- The aim of EAC is to gradually establish among themselves a Customs Union, a Common Market, a Monetary Union, and ultimately a Political Federation of the East African States.
- Business Insider SSA spoke to Mr. Edwin N. Rutageruka, the director General of Tanzania Trade development Authority (TanTrade) about the state of EAC.
Tanzania trade official shares three things EAC needs to do to achieve economic prosperity
With a population of over 150 million citizens sourced from six countries, East Africa Community (EAC) is without a doubt one of the world’s most attractive trade destination.
With a population of over 150 million citizens sourced from six countries, a land area of 1.82 million square kilometres and a combined Gross Domestic Product of US$ 146 billion (EAC Statistics for 2016), East Africa Community (EAC) is without a doubt one of the world’s most attractive trade destination.
Founded in 1967, dissolved in 1977, and revived in 1999, East Africa Community (EAC) made up by Kenya, Uganda, Tanzania, Burundi, Rwanda and Ethiopia has weathered many storms and enjoyed many milestones to stand up tall today.
The aim of EAC is to gradually establish among themselves a Customs Union, a Common Market, a Monetary Union, and ultimately a Political Federation of the East African States.
However, over the years, like most regional trade bodies in the continent, the body has remained dormant with member states reading from different scripts and pulling in different directions effectively grounding the ‘East Africa giant.’

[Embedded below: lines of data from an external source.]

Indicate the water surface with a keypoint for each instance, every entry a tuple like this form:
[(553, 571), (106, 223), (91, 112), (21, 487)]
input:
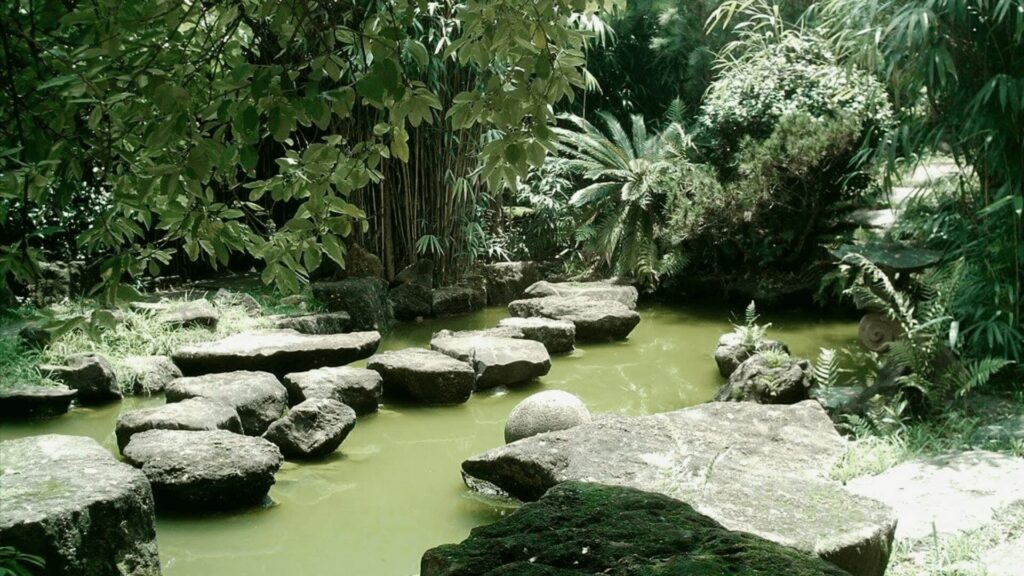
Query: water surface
[(393, 489)]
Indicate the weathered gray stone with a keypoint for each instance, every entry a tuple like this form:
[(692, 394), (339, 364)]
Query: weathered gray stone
[(326, 323), (582, 529), (204, 470), (66, 498), (148, 374), (757, 468), (600, 290), (364, 298), (424, 375), (944, 494), (358, 387), (594, 320), (556, 335), (190, 414), (257, 397), (278, 352), (90, 374), (312, 428), (507, 281), (732, 351), (769, 378), (497, 361), (543, 412), (35, 402)]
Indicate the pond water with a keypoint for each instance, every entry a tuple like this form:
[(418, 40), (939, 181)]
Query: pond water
[(394, 490)]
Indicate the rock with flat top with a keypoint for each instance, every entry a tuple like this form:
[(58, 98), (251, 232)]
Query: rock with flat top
[(762, 469), (258, 398), (497, 361), (66, 499), (276, 352)]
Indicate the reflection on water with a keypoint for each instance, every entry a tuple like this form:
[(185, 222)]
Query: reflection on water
[(394, 490)]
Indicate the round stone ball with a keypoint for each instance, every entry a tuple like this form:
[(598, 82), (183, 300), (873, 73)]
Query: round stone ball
[(546, 411)]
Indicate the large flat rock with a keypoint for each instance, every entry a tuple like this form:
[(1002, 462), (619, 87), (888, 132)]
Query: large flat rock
[(258, 398), (497, 361), (278, 352), (208, 470), (68, 500), (594, 320), (949, 493), (580, 529), (424, 375), (757, 468), (600, 290)]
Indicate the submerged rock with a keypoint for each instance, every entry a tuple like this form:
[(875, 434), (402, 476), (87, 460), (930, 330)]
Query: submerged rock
[(90, 374), (594, 320), (756, 468), (358, 387), (544, 412), (35, 402), (66, 498), (192, 414), (204, 470), (769, 378), (258, 398), (424, 375), (278, 352), (497, 361), (600, 290), (312, 428), (580, 529)]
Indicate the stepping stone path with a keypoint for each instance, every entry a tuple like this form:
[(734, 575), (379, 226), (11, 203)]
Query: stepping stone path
[(357, 387), (327, 323), (66, 498), (90, 374), (192, 414), (497, 361), (424, 375), (594, 320), (35, 402), (204, 470), (948, 493), (150, 374), (278, 352), (579, 528), (756, 468), (312, 428), (258, 398), (601, 290), (556, 335)]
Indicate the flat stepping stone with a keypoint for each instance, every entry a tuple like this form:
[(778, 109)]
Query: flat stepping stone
[(579, 528), (258, 398), (35, 402), (204, 470), (66, 498), (358, 387), (424, 375), (594, 320), (278, 352), (556, 335), (756, 468), (312, 428), (498, 362), (600, 290), (192, 414), (945, 494)]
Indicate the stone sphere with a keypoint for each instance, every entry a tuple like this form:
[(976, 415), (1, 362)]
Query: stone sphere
[(546, 411)]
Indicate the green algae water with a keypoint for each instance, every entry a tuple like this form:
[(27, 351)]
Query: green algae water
[(393, 489)]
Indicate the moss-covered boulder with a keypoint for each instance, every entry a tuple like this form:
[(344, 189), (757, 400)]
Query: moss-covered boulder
[(580, 528)]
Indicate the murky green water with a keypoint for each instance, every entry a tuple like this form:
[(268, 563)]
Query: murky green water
[(393, 489)]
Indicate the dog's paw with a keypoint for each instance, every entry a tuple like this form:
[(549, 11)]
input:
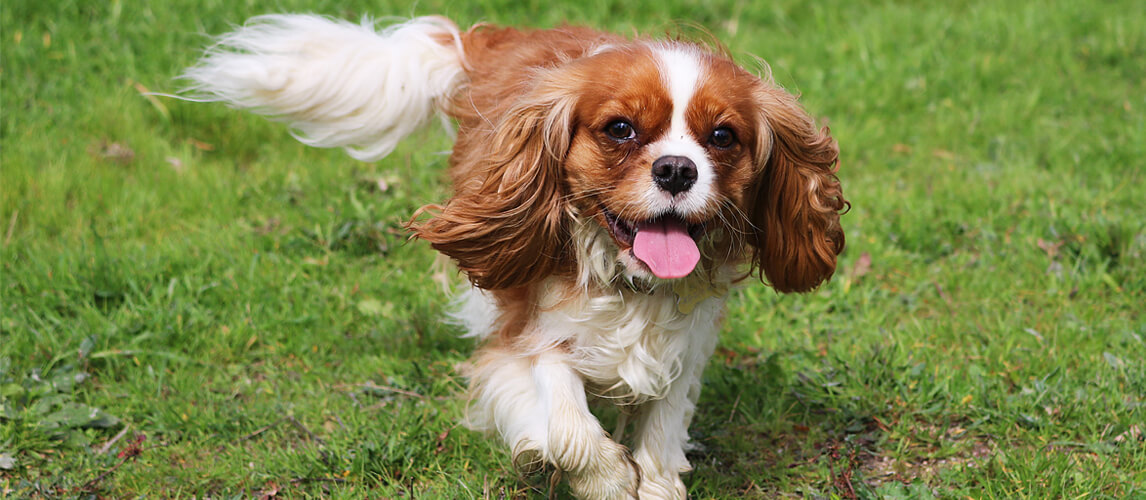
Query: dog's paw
[(612, 475)]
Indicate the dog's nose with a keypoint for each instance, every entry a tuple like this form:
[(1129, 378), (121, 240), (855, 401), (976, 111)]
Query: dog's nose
[(674, 174)]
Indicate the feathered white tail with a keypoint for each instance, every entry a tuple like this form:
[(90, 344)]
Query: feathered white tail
[(337, 84)]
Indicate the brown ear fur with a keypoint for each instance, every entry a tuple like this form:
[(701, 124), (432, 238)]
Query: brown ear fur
[(505, 226), (798, 197)]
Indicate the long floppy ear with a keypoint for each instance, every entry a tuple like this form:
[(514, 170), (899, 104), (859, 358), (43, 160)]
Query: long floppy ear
[(798, 198), (511, 229)]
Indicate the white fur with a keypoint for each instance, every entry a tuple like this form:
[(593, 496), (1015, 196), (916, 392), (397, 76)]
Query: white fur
[(627, 348), (682, 71), (338, 84), (347, 85)]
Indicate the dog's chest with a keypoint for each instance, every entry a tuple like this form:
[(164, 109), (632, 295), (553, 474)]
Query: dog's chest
[(634, 346)]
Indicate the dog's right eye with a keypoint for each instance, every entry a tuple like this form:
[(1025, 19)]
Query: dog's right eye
[(621, 130)]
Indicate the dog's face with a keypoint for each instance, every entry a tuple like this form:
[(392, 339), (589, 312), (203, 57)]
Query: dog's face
[(666, 141), (682, 158)]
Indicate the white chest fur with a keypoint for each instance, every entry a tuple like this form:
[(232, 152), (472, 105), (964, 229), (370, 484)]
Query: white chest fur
[(628, 346)]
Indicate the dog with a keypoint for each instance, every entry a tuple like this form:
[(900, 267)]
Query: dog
[(607, 193)]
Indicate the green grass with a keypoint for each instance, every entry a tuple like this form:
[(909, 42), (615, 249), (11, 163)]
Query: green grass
[(190, 274)]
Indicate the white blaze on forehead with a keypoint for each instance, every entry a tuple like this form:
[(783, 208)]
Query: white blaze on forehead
[(681, 69)]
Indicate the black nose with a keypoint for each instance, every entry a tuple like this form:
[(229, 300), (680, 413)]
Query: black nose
[(674, 173)]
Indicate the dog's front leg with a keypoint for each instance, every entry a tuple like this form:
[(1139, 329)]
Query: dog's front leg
[(538, 405)]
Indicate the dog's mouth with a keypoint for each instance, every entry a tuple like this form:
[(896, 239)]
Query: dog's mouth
[(667, 244)]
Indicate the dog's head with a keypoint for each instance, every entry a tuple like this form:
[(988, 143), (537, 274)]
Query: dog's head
[(670, 158)]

Business Insider SSA spoke to Mr. Edwin N. Rutageruka, the director General of Tanzania Trade development Authority (TanTrade) during the during the first Tanzania trade exhibition held in Kenya dubbed Tanzania Week in Kenya about the state of EAC.
“Trade has been declining between Kenya and Tanzania because of competition but we are quite aware of that and even yesterday we discussed about it. We have china which has in recent years entered the East African market in a big way and is very competitive but we also don’t have the culture of promoting inter-regional trade here in East Africa so we need to build the culture of Uzalenda and start buying and loving East African products”
Here is what EAC needs to do to achieve economic prosperity according to Mr. Rutageruka.
#1. Make East Africa goods visible
Mr. Rutageruka believes East Africa member countries need to put more efforts in marketing their goods and services in order to stand a chance against China and the west.
“we also need to intensify export promotion efforts, we need to participate in exhibitions, trade fares organized across East Africa, people need to see our East African products because when they don’t see them in the supermarkets they will definitely buy Chinese, American, Indian products, they need to see and taste them, only after doing so can they buy our goods.”
#2. Produce quality goods through competition
Ultimately, consumers will not buy substandard goods in the name of being patriotic, the same applies to the rest of the continent and world when trading with EAC.
“We also need to be competitive in terms of quality and price when producing and marketing our goods and services and I believe our products can not only compete in the East African market but also in the whole continent and the world.”
#3. Smart cooperation rather blind competition is the way to go
East Africa Community member countries by virtue of being located on the same geographical area enjoy similar weather and even culture and as result produce similar goods.
This factor has for years threatened and continues to threaten EAC unity as member states compete with each other to make a sale.
Mr. Rutageruka advice that complimentary trade is what will unify EAC and the way to go.
“During Tanzania week in Kenya we had all trade organizations in East Africa and we agreed that going forward we will see which member country has a competitive edge in a certain product or serve and then let the rest of EAC members compliment that, of course you could produce that product but if I have a competitive edge in the food industry for example then let me produce and sell in the East Africa market, if you have the competitive edge for example Rwanda in ICT let us all support Rwanda and give them opportunities to even expand to our local markets, if Kenya is having the competitive advantage in the machinery and equipment let Kenya specialize on that and bring it to Tanzania. We need to open up because without opening up our trade will go to other countries, they will come here and exploit our division and sell their products while our inter-regional trade decline from year to year.”